Together, our understanding of the molecular features regulating HIV-1 proviral transcription have provided important clues for devising mathematical models as described in the section below.

4. Transcriptional Bursting and Mathematical Modeling

4.1. Transcriptional Bursting and Gene Expression Noise

The above section briefly described the molecular features that could regulate the process of HIV-1 transcription. In this section, we focus on the modes of HIV-1 transcription during latency and reactivation. Transcriptional bursting, which refers to the intermittent production of bursts of transcripts [97], is a characteristic feature of HIV-1 transcription [92,98], and is a major source of gene expression heterogeneity [99,100,101]. Transcriptional bursting appear to be regulated by a plethora of molecular factors, including TF regulation [102,103], chromatin environment [101], nucleosome positioning [104,105], and regulation of promoter-proximal RNAPII pausing [106,107] and recycling [108].
The chromatin environment can modulate the frequency and magnitude of transcriptional bursting by influencing TF binding, nucleosome positioning, and RNAPII recruitment and pausing [109,110]. In latent cells, it has been proposed that the chromatin environment is repressive with lower accessibility [89], and that RNAPII promoter-proximal pausing prevents proviral transcription and is essential for latency maintenance [92]. In reactivated cells, the chromatin environment switches to an active conformation and accessibility increases, and the viral factor Tat releases paused RNAPII to induce proviral transcription.
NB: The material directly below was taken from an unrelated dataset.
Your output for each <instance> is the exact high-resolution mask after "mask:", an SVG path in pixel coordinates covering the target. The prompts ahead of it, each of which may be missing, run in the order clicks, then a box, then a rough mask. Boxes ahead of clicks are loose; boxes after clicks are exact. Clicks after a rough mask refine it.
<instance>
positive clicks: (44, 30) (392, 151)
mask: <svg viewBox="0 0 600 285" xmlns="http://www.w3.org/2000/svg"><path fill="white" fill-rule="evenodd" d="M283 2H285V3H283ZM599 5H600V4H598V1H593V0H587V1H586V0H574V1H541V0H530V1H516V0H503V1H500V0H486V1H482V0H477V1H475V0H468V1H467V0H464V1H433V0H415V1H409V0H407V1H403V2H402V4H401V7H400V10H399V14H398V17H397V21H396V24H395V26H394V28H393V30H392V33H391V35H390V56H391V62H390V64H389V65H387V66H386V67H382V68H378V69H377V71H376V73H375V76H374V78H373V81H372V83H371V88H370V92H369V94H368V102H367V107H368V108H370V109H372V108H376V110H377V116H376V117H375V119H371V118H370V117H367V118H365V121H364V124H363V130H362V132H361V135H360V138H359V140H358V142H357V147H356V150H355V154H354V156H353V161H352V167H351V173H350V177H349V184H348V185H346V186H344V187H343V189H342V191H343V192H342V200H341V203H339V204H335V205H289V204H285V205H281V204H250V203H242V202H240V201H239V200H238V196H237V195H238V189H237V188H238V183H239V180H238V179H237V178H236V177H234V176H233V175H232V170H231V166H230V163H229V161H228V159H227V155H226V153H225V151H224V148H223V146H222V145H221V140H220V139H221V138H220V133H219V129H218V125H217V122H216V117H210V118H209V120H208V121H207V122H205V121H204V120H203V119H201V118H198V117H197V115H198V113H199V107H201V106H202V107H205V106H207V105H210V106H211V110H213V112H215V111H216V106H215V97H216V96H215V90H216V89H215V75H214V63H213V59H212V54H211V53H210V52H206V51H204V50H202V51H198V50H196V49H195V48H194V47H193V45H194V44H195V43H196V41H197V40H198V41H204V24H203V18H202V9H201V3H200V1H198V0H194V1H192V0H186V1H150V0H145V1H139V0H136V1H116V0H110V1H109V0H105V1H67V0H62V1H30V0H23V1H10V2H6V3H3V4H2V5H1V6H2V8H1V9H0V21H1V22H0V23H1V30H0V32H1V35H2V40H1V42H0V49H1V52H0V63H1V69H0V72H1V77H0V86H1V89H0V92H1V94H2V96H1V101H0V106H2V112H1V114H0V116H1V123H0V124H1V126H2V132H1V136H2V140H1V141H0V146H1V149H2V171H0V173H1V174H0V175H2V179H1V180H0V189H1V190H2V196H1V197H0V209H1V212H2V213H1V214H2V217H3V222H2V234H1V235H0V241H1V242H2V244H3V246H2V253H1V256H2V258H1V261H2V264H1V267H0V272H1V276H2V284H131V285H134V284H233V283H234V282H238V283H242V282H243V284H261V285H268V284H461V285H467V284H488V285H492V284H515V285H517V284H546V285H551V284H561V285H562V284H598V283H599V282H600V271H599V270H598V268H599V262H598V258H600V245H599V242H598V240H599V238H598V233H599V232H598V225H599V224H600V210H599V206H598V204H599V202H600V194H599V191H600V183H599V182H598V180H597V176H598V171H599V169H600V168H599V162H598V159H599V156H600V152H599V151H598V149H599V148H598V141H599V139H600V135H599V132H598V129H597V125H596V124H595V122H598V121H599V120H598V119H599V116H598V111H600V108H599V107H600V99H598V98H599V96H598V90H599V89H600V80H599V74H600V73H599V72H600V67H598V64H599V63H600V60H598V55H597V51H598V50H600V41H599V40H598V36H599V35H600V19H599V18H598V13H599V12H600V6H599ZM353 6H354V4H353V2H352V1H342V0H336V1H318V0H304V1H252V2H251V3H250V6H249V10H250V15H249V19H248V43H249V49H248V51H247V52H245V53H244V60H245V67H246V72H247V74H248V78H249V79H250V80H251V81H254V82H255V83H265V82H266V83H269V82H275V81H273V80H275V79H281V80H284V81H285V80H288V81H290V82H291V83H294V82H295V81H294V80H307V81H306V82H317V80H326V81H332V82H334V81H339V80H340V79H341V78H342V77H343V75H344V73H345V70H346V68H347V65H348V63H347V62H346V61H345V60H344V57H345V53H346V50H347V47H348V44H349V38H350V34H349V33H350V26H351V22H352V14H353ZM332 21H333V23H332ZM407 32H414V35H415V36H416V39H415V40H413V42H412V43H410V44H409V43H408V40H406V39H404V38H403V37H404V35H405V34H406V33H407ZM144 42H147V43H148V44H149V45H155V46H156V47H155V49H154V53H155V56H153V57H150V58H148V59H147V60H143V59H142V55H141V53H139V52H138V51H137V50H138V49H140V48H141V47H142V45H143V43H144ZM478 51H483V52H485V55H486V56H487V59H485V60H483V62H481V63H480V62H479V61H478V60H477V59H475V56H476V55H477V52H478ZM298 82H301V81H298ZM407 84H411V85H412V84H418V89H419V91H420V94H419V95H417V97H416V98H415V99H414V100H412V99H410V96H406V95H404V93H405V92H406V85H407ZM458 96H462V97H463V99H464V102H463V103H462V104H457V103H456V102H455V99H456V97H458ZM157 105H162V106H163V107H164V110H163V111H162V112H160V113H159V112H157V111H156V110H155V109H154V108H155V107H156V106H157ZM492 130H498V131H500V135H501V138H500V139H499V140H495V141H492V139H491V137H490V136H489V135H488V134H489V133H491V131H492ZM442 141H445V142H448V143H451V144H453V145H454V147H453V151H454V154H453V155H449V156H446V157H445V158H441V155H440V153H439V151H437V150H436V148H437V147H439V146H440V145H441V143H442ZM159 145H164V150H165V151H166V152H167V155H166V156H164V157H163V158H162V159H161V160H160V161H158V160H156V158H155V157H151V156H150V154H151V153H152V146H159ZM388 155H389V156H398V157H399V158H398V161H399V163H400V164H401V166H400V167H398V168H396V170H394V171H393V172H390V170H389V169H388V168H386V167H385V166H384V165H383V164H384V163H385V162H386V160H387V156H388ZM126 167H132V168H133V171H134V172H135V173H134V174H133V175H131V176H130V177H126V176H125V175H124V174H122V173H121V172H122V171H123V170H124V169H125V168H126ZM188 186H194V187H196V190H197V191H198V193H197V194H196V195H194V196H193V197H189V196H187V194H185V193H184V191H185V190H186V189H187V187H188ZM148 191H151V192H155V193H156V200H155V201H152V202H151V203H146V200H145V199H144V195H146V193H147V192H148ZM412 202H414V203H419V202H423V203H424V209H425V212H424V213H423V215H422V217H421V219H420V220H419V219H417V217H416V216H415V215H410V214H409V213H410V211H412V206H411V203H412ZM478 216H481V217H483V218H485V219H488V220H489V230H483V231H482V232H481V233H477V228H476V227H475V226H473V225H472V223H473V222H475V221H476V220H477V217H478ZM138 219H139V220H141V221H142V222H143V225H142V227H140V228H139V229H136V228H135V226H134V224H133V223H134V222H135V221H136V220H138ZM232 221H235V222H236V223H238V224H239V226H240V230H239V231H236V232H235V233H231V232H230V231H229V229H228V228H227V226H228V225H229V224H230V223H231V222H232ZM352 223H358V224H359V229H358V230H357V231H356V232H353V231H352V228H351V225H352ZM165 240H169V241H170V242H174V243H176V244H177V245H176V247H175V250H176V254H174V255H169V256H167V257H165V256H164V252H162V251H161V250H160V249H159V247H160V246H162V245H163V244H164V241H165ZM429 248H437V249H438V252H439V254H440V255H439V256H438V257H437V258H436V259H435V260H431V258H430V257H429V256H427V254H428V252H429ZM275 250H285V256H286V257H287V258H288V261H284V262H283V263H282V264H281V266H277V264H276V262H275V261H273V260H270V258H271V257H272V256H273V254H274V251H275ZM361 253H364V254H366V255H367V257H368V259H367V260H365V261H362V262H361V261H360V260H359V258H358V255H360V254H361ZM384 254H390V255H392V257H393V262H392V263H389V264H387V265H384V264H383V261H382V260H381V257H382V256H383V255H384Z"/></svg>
The behavior of RNAPII pausing at latent proviruses was proposed to be stochastic (stochastic pausing), thus generating transcriptional bursting, which then contributes to the stochastic reactivation of latent HIV-1 [92].
Host TFs play crucial roles in modulating transcriptional noise by recruiting molecular complexes that affect various aspects of transcriptional bursting. Several studies have explored how TFs influence inducible gene expression noise, but they often lack a direct connection between molecular details in the transcription process. When a signal from the immune microenvironment (e.g., the pro-inflammatory cytokine TNF α ) initiates a cell signaling cascade, it activates the master TF NF- κ B, which operates through a multi-layer regulation of essential steps to activate the provirus, including binding to the LTR, recruiting histone acetyltransferases (HATs) such as CBP/p300, and recruiting the elongation factor P-TEFb, among others (reviewed in [111]). The recruitment of HATs leads to the destabilization of DNA-histone interactions within nucleosomes, increasing the accessibility of the promoter region. Once the promoter becomes accessible, NF- κ B then facilitates the recruitment of the Mediator complex [112], RNAPII, and other components of the PIC for assembly of the transcription machinery at the LTR. Recruitment of P-TEFb then releases paused RNAPII and enables efficient transcriptional elongation to proceed (reviewed in [91]).
The mechanism of transcriptional bursting produces gene expression noise. The effect of endogenous noise in cellular processes in general, and gene expression heterogeneity in particular, was predicted as early as the 1970s by Spudich and Koshland [113]. The theoretical analysis [114] and the direct measurement [115,116] of the physical basis of noise sources required 20 more years. Studies on the λ -phage, a bacterial virus, have provided a paradigmatic example of how stochastic thermal fluctuations in chemical reaction rates can influence the life-cycle decision between lysis and lysogeny. The life cycle of the λ -phage involves two distinct paths: the lytic cycle, where the virus replicates within the host bacterium and eventually lyses it, releasing new viral particles, and the lysogenic cycle, where the phage DNA integrates into the host genome and remains dormant. Stochastic expression from phage λ ’s divergent pR and pRM promoters is critical in controlling the λ switch, and can explain the phage’s non-deterministic lysis/lysogeny choice [117]. Subsequent experimental measurements of expression from the λ promoter and its operation in synthetic circuits confirmed its fundamentally stochastic nature [118].
In summary, transcriptional bursting and gene expression noise are intrinsic features of the HIV-1 transcriptional program and are regulated by a myriad of molecular processes contributing to the stochastic nature of HIV-1 latency reactivation.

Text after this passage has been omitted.